Ensuite Ossinski participe au groupe des 46 en 1923 (lettre envoyée au comité central du parti le 15 octobre 1923. Trotski n’en est pas signataire). La lettre des 46 s’élève contre le régime intérieur du parti. "Le régime qui a été mis en vigueur dans le parti est absolument intolérable. Il tue toute initiative dans le parti, le soumet à un appareil de fonctionnaires appointés qui fonctionne indéniablement en période normale, mais fait inévitablement long feu en période de crise et menace d’aller à une banqueroute totale en face des événements sérieux qui se préparent."
Quelques temps après, Osinski abandonne la « gauche » et le groupe Sapronov - Smirnov [3] qui va continuer le combat "avec la [nouvelle] plate-forme du Centralisme démocratique. C’est une plate-forme toute nouvelle d’un groupe par conséquent tout nouveau, sans autre lien avec le passé du "Centralisme démocratique" que la personne de Sapronov comme porte-parole." [4] Il s’agit de la plateforme connue sous le nom de Plateforme des 15 ou Groupe des 15 de 1926. Cette Plateforme ne doit pas être confondue avec celle de l’Opposition unifiée (de Trotski, Zinoviev, Kamenev, etc..) d’avril 1926 à laquelle le groupe centraliste démocratique participe également.
Après cette période, Osinski se retire du combat des oppositionnels.

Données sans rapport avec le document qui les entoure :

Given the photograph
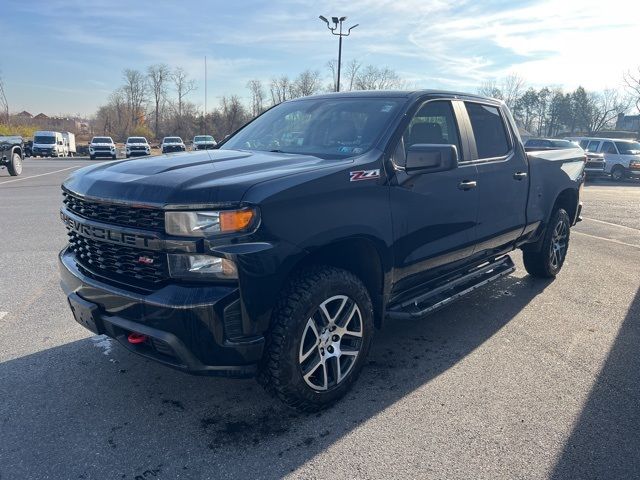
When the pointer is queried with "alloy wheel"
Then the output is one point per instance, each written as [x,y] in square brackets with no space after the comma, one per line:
[559,242]
[331,342]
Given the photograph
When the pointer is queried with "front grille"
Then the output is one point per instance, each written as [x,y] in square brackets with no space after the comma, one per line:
[115,214]
[119,262]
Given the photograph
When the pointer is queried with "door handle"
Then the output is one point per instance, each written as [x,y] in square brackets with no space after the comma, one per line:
[467,184]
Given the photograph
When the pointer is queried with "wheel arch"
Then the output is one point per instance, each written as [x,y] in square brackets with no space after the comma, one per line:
[358,255]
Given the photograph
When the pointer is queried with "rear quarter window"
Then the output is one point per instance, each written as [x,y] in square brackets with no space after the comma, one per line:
[489,130]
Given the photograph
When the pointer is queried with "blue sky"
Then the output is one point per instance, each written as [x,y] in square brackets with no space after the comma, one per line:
[66,56]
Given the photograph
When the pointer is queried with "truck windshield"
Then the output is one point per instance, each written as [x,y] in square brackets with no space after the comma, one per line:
[628,148]
[326,128]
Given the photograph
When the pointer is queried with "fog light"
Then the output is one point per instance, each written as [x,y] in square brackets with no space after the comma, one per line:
[201,267]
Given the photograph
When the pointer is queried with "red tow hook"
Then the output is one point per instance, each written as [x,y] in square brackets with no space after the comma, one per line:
[136,338]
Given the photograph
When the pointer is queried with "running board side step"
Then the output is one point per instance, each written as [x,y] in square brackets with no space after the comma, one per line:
[443,295]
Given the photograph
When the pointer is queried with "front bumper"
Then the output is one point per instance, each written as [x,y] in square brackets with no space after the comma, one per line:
[187,327]
[102,153]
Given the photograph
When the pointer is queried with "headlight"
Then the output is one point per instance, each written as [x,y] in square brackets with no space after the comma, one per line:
[202,224]
[201,266]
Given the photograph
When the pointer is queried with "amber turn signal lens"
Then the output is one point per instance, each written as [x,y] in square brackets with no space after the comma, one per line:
[236,220]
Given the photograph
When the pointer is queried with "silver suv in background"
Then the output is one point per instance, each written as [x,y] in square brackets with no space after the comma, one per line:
[136,146]
[102,147]
[172,144]
[203,142]
[622,157]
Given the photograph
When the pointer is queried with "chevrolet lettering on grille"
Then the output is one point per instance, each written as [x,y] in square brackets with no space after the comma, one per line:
[107,235]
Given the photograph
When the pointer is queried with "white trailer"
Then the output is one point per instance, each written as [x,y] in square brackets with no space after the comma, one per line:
[70,141]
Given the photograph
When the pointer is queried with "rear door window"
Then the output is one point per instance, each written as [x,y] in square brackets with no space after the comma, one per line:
[593,146]
[609,147]
[492,140]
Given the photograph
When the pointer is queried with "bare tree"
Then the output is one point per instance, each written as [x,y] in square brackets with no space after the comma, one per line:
[376,78]
[257,96]
[280,89]
[4,103]
[632,83]
[184,86]
[605,108]
[351,70]
[158,76]
[307,83]
[135,90]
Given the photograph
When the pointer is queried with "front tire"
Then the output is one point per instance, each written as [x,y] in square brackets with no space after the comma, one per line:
[321,333]
[548,261]
[15,166]
[617,173]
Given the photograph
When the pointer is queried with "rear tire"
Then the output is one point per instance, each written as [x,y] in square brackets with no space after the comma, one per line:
[15,165]
[548,261]
[321,333]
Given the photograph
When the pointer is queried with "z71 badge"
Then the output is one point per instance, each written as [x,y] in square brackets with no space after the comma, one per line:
[364,175]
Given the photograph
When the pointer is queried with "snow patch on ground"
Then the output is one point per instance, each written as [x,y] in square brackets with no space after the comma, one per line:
[103,342]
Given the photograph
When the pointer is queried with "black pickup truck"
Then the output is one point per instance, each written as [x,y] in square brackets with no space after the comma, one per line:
[12,154]
[279,253]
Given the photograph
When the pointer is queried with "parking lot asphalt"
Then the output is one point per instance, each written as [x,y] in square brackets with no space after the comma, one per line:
[522,379]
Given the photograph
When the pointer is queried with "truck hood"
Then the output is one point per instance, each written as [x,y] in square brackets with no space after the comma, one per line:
[207,177]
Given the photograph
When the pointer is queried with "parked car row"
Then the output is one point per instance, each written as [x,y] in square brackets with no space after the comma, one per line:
[615,158]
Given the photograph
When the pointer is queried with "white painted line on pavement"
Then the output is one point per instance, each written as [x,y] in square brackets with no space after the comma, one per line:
[40,175]
[609,223]
[606,239]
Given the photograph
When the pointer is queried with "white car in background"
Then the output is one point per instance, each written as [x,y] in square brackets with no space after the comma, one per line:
[102,147]
[203,142]
[172,144]
[136,146]
[622,157]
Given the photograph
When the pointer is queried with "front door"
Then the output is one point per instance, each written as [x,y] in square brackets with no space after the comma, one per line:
[434,214]
[503,179]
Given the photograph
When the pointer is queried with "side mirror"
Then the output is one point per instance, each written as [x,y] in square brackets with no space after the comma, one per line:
[430,158]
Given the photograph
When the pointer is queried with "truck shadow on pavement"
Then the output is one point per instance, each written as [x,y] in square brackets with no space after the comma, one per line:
[90,409]
[605,442]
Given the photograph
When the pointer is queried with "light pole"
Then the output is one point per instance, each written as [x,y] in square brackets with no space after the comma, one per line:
[337,25]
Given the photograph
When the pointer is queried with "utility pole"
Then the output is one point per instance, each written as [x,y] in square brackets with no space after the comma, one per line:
[205,95]
[337,25]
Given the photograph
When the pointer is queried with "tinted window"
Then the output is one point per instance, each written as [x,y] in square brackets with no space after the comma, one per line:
[489,130]
[434,123]
[593,146]
[535,142]
[628,148]
[609,147]
[325,127]
[563,144]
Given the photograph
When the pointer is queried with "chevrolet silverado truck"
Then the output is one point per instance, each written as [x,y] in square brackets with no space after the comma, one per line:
[12,154]
[279,258]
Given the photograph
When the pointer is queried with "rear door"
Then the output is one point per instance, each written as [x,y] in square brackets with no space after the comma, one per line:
[503,183]
[434,214]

Il apparaît encore dans la vie politique en soutenant en 1928 les positions de la droite du Parti aux côtés de son vieil ami Boukharine et de Stetsky et Sokolnikov. Mais la droite perd la majorité au Politburo au cours de l’été 1928. Le Plénum de juillet est un moment crucial dans ce conflit.
Son fils Dina subit la répression et est arrêté en 1935 [5] Lui-même est exécuté en prison par Staline en 1938. Mais il n’a fait partie d’aucun des grands procès orchestrés par Staline contre les vieux bolcheviks qui se sont succédés à partir des années 1936. Il sera cependant appelé comme témoin au procès de Boukharine et Rykov en 1938.
[1] Expression de Stephen Cohen in Nicolas Boukharine, la vie d’un bolchevik, Maspéro.
[2] Autobiographie d’Ossinski, Deiateli, II, page 92, (en russe) cité par Stephen Cohen
[3] Ronald Kwalski, The bolshevik party in conflict
[4] Cité in L’Ouvrier communiste, organe des groupes ouvriers-communistes, N° 6-7, mars 1930. Informations communiquées par Miasnikov.
[5] cf. Anna Larina Boukharina, Boukharine ma passion, Gallimard, Partis, 1989.